3. Or implement the Trezor wallet in Go, from scratch. This would probably take slightly more time, but it wouldn’t break any existing functionality nor would it have to be merged upstream. It would also mean in the future there would be solid building blocks for people wanting to build something on top of Monero using Go.

Out of the three options I prefer the last one as it would mean less swearing and more fun. I’ve started prototyping various required functionality (encoding/decoding Monero binary formats, generation & verification of ring signatures) to see if they can be implemented using the Go standard library & existing 3rd party libraries already out there.

Plan for Next Week

I am going to continue prototyping the Go wallet implementation idea. I will also be taking a more in depth look at trezor-mcu source code to get a better idea about how I would approach adding Monero support there.

Notes

Outgoing Payment Detection

View key only allows us to detect incoming payments for the address. So far I haven’t found a way to detect with view key if the key image was generated by the spend key holder.

That means detecting when the user has spent some of their money is tricky. The official wallet uses spend key to generate key images for each of the incoming payments. Then it compares those with all key images in the blockchain to see if it has been spent. If the spend key is not available this is not an option.

Hashed Key Images

To sign a transaction the user needs to interact with Trezor. We could however, implement a new API in Trezor which would output the hash of the key image. This would allow us to hash all seen key images and see if the users output was spent.

Educated Guessing

We could attempt to guess spend transactions. This would involve checking if all of the inputs in a transactions contain at least one of transaction output we know is ours. If there are change outputs we can be 99% certain this was an outgoing transaction.

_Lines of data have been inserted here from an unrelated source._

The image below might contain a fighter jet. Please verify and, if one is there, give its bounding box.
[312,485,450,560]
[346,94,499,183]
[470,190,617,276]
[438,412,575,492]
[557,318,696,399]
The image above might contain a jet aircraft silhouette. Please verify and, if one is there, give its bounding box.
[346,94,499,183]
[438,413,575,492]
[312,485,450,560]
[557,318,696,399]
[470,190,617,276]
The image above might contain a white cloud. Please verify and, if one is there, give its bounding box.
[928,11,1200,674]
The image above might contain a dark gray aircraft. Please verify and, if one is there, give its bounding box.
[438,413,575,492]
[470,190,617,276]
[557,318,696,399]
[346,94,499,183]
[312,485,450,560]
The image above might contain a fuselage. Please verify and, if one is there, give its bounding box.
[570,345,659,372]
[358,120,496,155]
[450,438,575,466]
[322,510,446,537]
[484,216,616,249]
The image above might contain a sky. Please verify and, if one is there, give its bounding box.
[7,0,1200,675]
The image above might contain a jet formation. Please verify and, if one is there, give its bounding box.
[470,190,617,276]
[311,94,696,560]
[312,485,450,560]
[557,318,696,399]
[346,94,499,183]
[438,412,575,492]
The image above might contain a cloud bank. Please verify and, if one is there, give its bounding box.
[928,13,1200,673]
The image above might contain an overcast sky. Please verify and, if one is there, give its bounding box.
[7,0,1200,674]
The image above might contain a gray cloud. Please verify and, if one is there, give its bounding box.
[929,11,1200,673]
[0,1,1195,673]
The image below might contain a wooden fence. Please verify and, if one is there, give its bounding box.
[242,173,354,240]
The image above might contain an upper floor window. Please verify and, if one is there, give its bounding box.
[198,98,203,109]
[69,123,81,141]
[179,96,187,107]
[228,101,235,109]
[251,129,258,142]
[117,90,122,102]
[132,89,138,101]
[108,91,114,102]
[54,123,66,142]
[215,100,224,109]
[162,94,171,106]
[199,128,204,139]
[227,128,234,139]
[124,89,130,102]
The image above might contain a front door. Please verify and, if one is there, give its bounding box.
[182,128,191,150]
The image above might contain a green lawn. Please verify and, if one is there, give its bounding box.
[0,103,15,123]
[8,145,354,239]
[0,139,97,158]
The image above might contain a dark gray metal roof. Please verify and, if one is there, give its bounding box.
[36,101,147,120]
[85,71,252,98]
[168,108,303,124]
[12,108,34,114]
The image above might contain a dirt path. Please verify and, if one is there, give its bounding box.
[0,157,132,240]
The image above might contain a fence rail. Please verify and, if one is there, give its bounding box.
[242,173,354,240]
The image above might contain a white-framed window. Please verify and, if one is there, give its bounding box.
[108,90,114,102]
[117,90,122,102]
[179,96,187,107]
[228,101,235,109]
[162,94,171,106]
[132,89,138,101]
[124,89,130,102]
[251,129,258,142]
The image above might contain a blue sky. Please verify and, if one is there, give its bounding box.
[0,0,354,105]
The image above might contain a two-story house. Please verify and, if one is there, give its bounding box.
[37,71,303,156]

There is an edge case which is difficult to detect using this approach: single input and single output, no change outputs. There just isn’t enough information to be 100% certain these outputs were spent by the user.

This also breaks bad when the transaction contains funds from several accounts. Thus the hashed key images would be a more foolproof way to monitor this.

Hey Guys,

Just to let you know : I sent the trezor on friday to roosmaa. Will take a couple of days to arrive there....

Problem with devices like Bitbox and Ledger is that they're far less versatile than Trezor due to being very specialised. Lack of screen also is kind of a bummer (I own a Ledger).

Also a big red flag from the Bitbox website: Firmware updates not needed and not possible. So it'll probably work well with all Bitcoin forks, but not with Monero or other coins.

Seems like a reasonable course of action. Let me know how it goes, maybe we can help out.